House moving toward ban on Internet cafes
Published: Friday, March 15, 2013 at 11:41 a.m.
Last Modified: Friday, March 15, 2013 at 11:41 a.m.
TALLAHASSEE — The Florida House is poised to endorse a broad ban on Internet cafes, following a gambling scandal that led to 57 arrests and the resignation of Lt. Gov. Jennifer Carroll this week.
In a 15-1 vote Friday, the Florida House Select Committee on Gaming backed a bill (HB 155) banning the cafes as well as other related gaming activities, including adult arcades.
Rep. Carlos Trujillo said his bill (HB 155) is aimed at strengthening the state's gambling laws in the wake of the investigation of the Allied Veterans' cafes, which prosecutors said earned about $300 million from illegal gambling but only paid out about 2 percent of its proceeds to charity. Carroll, who has not been charged in the investigation, had worked for the company as a consultant in 2009 and 2010.
"These machines have always been illegal," said Trujillo, a Miami Republican.
House Speaker Will Weatherford, R-Wesley Chapel, another strong opponent of the Internet cafes, said the full House may take up the bill as early as next week.
But the next significant step will come in the Senate, with that chamber's Committee on Gaming taking up its version of an Internet cafe ban on Monday.
Historically, the Senate has been more reluctant to aggressively go after the Internet cafes and other "gray area" gambling establishments. But Senate President Don Gaetz, R-Niceville, has said the Allied Veterans investigation has prompted the need for a stronger response, including a ban.
Last year, the House voted for a ban, while the issue never reached the Senate floor.
In the House committee on Friday, Rep. Jim Waldman, D-Coconut Creek, cast the only vote against the legislation, saying lawmakers should take a more deliberative approach to the issue.
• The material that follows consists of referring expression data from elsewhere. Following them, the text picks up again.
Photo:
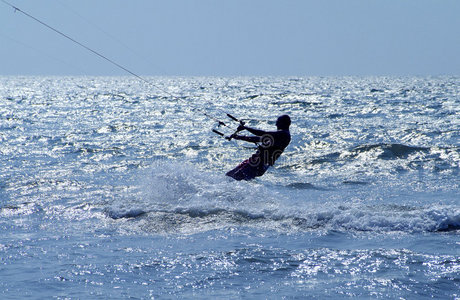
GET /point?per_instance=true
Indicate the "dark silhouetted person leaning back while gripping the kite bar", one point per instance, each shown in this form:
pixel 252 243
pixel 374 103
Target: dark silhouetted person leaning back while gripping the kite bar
pixel 271 145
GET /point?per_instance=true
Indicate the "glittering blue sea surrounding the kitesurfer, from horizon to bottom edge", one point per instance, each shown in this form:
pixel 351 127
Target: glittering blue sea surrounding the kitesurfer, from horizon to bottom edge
pixel 111 188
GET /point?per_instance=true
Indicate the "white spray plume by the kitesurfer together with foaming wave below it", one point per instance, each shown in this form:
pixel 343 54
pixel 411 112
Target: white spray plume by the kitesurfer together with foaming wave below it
pixel 181 199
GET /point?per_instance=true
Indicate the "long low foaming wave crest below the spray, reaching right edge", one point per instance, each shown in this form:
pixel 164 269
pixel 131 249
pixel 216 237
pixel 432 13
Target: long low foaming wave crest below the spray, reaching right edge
pixel 383 219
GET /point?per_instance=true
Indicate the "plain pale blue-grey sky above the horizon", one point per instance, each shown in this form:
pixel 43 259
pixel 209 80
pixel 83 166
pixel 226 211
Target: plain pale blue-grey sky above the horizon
pixel 232 37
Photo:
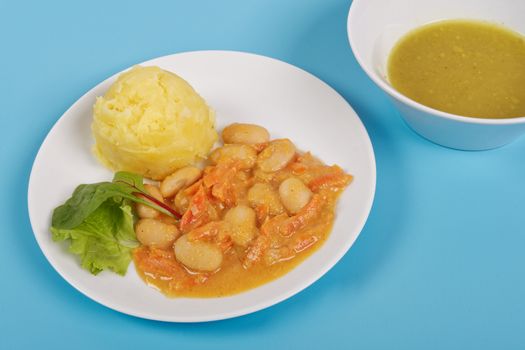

He also questioned the need to pull the adult arcades into the ban.
"It seems like this is nothing but what we consistently seem to do around the Florida House, and that is a knee-jerk reaction to something that took place," Waldman said.
The legislation drew support from an array of groups, including some that traditionally oppose each other on other issues.
In this case, religious conservatives, who oppose gambling on moral grounds, were allied with lobbyists for Florida's jai alai frontons, dog and horse tracks, which see the Internet cafes and other game centers as unfair competition.
Gary Rutledge, a lobbyist representing pari-mutuel facilities, said the tracks and other facilities have "long believed" that the Internet cafes and other "unregulated and untaxed" gambling operations "have had an adverse impact on our industry, which is extremely highly taxed and regulated."
Bill Bunkley, a lobbyist representing a coalition of religious groups, including the Florida Baptist Convention, urged lawmakers to shut down "all Internet gambling cafes and any similar businesses," including the adult arcades. Bunkley said that if lawmakers only close the Internet cafes, the gambling activity could shift to the arcades.
Meanwhile, other businesses, such as McDonald's, Coca Cola and Dave and Buster's, all groups that run game and prize promotions along with their products, were looking closely at the "Chuck E. Cheese exemption" in the bill, which is designed to distinguish those activities from the illegal ones.
Trujillo said those promotions as well as charitable activities such as church bingo games and Little League raffles will be protected in the new law.
Friday's action by the House panel brought praise from Agriculture Commissioner Adam Putnam, who said the "Internet casinos are a front for gambling and a breeding ground for other illegal activity."
"We must close the loophole in the law that has enabled them to invade our communities," Putnam said in a statement.